A question too: Your hospital is using Apple Cloud services for storing and accessing HIPAA-protected patient data without a Business Associate Agreement with them?
In any event Google Apps/Cloud HIPAA-compliance is hardly something to bash them with with when Apple's unwilling to even sign a BAA in the first place. Whoever raised it here first as a privacy issue for Google didn't bother with much research beforehand. They would have been better off not mentioning it.
There's a heap of reasons I prefer iOS and this is just one of them.
So in your opinion why has Apple always refused to sign a BAA if they're "not worth the paper they're printed on"? They're one of the very few (Dropbox is another) that refuses to accept any responsibility for HIPAA provisions.
Exactly- they know that cloud services aren't as secure as they need to be (yet). They don't want the liability, and they certainly don't want to pass the liability to their clients, like Google does. But Apple just secured a huge presence in the healthcare space with HealthKit. The customer now has the responsibility and option to relay healthcare information between them and their providers/healthsystems. What's more is, Apple collects NONE of this data. Their partnership with Epic EHR demonstrates this capability, specifically through Epic's 'MyChart' module. Information isn't saved on Apples servers- it's saved on Epic's servers (which ARE HIPAA compliant), and placed there by either the patient or his/her provider. Apple NEVER has access to this data.

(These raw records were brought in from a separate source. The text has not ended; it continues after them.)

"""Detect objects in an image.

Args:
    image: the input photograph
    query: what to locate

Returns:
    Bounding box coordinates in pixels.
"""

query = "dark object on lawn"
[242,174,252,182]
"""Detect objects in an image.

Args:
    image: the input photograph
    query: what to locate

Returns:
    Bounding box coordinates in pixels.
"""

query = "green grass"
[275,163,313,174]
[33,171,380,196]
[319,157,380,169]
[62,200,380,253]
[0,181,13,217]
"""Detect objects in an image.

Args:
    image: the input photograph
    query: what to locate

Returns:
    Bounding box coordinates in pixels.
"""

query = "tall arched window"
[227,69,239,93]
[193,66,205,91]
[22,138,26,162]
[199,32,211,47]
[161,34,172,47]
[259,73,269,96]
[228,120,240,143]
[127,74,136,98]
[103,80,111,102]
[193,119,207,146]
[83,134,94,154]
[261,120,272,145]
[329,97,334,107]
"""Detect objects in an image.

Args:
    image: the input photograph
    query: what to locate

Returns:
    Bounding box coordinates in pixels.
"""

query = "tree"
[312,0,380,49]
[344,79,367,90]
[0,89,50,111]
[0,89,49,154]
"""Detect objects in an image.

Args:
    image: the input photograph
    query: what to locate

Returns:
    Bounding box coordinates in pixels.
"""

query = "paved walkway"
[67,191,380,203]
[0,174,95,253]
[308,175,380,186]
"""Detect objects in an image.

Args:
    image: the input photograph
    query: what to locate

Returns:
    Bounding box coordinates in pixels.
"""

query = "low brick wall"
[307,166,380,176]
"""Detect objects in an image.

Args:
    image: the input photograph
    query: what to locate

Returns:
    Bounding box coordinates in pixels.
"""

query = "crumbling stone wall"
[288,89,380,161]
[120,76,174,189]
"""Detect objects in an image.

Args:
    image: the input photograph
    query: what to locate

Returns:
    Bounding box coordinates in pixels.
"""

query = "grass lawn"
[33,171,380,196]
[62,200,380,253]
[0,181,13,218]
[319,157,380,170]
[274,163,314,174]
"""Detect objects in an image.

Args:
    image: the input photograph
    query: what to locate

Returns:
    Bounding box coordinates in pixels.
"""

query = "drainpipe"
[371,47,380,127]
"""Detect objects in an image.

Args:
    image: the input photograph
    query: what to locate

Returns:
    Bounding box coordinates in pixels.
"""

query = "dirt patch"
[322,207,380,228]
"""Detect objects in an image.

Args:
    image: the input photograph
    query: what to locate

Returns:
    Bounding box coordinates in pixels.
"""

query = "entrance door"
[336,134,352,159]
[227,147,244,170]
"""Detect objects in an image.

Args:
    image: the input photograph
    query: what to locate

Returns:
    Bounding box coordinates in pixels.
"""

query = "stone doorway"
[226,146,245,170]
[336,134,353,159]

This is an example of what Tim Cook means when he says the customer isn't the product at Apple. Apple introduced HealthKit with the sole intention of making our lives easier, not in an attempt to sell us. (we have yet to see if HealthKit will take off)
Their shop window is a Search Engine...
I trust Google least out of all the tech giants.

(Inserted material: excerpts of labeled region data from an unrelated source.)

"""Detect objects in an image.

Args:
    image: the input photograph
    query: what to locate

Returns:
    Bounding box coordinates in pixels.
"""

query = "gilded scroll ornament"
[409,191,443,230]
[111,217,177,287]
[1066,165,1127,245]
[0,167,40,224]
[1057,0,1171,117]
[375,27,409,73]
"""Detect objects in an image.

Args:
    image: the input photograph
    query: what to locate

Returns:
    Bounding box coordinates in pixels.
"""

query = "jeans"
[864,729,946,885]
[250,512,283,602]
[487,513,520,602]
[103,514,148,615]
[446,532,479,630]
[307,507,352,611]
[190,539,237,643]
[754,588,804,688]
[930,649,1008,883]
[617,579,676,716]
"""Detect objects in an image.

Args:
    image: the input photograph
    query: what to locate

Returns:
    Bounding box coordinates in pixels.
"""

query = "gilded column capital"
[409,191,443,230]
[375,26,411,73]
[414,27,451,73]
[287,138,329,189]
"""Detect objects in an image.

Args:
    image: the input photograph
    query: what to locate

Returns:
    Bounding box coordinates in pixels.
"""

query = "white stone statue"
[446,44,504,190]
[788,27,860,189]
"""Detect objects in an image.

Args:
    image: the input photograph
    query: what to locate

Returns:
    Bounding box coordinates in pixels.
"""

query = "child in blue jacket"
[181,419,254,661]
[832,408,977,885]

I could be one of their greatest assets but I would not work for them if Eric called me personally.
I see you tossing around a lot of insinuations that Google Apps/Cloud are not made HIPAA-compliant when Google and the heath care provider enter into a BAA, or that Google won't accept any responsibility. Any evidence that they aren't? What about Apple services, HIPAA-compliant?

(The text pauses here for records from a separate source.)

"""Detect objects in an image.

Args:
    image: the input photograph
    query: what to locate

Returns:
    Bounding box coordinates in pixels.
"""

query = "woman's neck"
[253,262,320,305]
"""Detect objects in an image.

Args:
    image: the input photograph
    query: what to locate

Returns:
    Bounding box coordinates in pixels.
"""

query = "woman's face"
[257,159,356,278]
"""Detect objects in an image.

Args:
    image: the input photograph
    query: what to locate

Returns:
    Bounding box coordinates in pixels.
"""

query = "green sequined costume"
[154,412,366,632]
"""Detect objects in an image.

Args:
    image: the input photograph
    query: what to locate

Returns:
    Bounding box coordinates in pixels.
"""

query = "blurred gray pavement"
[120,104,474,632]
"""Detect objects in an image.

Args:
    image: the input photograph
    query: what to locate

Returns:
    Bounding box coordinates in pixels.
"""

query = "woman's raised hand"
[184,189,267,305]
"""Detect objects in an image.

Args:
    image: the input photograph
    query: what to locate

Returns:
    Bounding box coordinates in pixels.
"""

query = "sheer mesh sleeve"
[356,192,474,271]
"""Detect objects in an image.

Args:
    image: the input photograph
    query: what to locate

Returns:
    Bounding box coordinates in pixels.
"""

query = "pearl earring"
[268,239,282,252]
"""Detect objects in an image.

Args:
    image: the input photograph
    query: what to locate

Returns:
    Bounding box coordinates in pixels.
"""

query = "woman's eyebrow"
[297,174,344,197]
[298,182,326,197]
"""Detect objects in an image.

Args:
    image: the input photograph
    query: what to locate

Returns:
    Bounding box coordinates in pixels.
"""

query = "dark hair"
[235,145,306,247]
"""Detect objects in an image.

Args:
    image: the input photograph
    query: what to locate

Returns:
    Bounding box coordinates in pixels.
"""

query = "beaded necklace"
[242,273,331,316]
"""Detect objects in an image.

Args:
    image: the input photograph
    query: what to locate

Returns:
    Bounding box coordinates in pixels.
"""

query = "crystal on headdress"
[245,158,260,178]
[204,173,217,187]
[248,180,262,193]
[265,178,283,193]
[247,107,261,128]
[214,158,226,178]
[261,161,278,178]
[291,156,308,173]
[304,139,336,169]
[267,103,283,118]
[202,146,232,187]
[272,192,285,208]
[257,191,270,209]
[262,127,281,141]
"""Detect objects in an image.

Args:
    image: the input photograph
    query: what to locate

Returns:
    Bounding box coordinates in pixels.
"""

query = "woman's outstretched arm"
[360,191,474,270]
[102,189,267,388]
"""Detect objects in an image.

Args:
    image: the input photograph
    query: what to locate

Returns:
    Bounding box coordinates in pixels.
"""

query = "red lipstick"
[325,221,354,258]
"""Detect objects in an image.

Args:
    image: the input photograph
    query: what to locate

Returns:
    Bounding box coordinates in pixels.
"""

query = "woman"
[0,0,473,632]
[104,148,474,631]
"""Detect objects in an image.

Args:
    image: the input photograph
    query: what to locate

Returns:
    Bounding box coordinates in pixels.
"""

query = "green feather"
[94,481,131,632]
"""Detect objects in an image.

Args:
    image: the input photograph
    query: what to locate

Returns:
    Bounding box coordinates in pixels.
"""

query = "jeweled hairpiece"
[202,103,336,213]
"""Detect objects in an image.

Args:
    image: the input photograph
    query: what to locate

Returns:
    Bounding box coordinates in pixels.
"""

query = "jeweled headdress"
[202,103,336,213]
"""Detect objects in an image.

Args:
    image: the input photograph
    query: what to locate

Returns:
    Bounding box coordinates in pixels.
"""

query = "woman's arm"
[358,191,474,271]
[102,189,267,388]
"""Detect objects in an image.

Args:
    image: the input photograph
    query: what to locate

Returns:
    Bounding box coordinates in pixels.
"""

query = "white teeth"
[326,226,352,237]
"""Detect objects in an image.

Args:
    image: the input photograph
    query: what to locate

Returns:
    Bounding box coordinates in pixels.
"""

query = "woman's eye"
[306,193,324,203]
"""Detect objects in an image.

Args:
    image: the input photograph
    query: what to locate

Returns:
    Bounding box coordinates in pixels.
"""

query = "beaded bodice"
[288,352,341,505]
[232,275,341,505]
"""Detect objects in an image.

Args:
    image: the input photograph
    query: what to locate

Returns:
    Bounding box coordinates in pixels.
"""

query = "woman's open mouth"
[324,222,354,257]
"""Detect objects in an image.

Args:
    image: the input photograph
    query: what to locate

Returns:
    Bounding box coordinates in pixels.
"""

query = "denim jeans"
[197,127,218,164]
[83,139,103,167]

I am not taking one side or the other but ... 'AI Readers' ... really? Way to generalize.
No, there are no Russian troops in Crimea, or Ukraine for that matter!
So, to be clear here, and I am neither agreeing nor disagreeing with you on this specific issue but obviously ... You do post on AI specifically and for the sole purpose of being an advocate for Google.
I really wonder why? I cannot imagine wanting to spend more than a few seconds on an Android web site, let alone years of painstakingly written double speak constantly defending Apple at every turn.